Vertebral osteomyelitis (VO) may lead to disabling neurologic complications. Little evidence exists on optimal antibiotic management.


All patients with primary, non-implant VO, admitted from 2000-2010 were retrospectively analyzed. Patients with endocarditis, immunodeficiency, vertebral implants and surgical site infection following spine surgery were excluded. Persistence of clinical or laboratory signs of inflammation at 1 year were defined as treatment failure. Logistic regression was used to estimate the odds ratios (OR) of switch to an oral regimen after 2 weeks.

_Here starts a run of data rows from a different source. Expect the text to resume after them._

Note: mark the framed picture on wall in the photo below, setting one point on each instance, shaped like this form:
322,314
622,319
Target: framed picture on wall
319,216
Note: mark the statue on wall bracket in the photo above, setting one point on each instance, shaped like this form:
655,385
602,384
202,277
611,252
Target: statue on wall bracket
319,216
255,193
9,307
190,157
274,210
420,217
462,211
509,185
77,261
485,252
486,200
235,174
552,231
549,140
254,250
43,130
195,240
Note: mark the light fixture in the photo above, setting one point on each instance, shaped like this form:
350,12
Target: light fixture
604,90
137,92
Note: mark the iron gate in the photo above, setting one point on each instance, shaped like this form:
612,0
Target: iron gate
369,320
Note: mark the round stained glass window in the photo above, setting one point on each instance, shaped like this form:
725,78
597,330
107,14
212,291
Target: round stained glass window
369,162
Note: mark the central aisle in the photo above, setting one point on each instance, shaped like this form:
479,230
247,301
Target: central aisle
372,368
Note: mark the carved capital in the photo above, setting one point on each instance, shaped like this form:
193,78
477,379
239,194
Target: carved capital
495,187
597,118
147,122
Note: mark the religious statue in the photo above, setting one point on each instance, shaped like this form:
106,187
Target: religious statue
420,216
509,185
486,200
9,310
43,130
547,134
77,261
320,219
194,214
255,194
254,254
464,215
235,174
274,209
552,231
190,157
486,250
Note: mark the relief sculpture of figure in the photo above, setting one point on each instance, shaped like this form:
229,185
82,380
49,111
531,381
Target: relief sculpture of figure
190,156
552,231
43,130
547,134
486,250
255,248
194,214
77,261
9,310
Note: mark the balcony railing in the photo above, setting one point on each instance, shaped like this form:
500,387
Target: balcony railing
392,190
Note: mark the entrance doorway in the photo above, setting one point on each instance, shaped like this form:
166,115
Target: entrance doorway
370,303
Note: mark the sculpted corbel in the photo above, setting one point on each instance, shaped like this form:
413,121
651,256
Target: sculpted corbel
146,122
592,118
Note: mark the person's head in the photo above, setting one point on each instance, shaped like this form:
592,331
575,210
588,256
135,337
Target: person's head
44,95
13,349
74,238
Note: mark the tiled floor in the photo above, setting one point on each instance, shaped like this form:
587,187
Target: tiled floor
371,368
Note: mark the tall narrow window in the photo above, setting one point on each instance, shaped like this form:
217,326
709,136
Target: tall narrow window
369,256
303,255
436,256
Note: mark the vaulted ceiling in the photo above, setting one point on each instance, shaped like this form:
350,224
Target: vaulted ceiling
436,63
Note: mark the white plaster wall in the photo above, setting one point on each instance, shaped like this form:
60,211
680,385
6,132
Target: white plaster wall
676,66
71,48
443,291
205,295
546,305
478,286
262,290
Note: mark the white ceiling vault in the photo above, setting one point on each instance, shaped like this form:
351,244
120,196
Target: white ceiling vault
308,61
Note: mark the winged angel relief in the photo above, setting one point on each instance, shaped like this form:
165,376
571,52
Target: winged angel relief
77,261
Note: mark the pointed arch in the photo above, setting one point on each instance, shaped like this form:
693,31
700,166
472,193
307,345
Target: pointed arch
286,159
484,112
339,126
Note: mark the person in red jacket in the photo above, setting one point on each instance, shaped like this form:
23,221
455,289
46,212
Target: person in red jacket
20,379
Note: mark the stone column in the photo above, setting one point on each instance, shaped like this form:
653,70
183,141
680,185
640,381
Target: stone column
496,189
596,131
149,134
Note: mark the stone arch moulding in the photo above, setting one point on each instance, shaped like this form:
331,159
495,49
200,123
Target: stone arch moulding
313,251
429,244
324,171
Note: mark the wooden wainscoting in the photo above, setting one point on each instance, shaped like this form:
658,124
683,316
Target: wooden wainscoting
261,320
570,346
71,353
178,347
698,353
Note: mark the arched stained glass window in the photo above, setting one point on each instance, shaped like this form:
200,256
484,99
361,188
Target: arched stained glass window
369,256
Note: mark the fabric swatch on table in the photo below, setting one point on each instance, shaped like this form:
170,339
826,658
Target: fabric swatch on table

Median antibiotic treatment was 8.1 weeks in 61 identified patients. Switch to oral antibiotics was performed in 72% of patients after a median intravenous therapy of 2.7 weeks. Switch to oral therapy was already performed after two weeks in 34% of the patients. A lower CRP at 2 weeks was the only independent predictor for switch to oral therapy (OR 0.7, 95% confidence interval 0.5-0.9, p = 0.041, per 10 mg/l increase). Staphylococcus aureus was the most frequently isolated microorganism (21%). Indications for surgery, other than biopsy, included debridement with drainage of epidural or paravertebral abscess (26 patients; 42%), and CT-guided drainage (3 patients).During the follow-up, no recurrences were observed but 2 patients died of other reasons than VO, i.e. the 1 year intention to treat success rate was 97%.


Cure rates for non-implant VO were very high with partly short intravenous and overall antibiotic therapy. Switching to an oral antibiotic regimen after two weeks intravenous treatment may be safe, provided that CRP has decreased and epidural or paravertebral abscesses of significant size have been drained.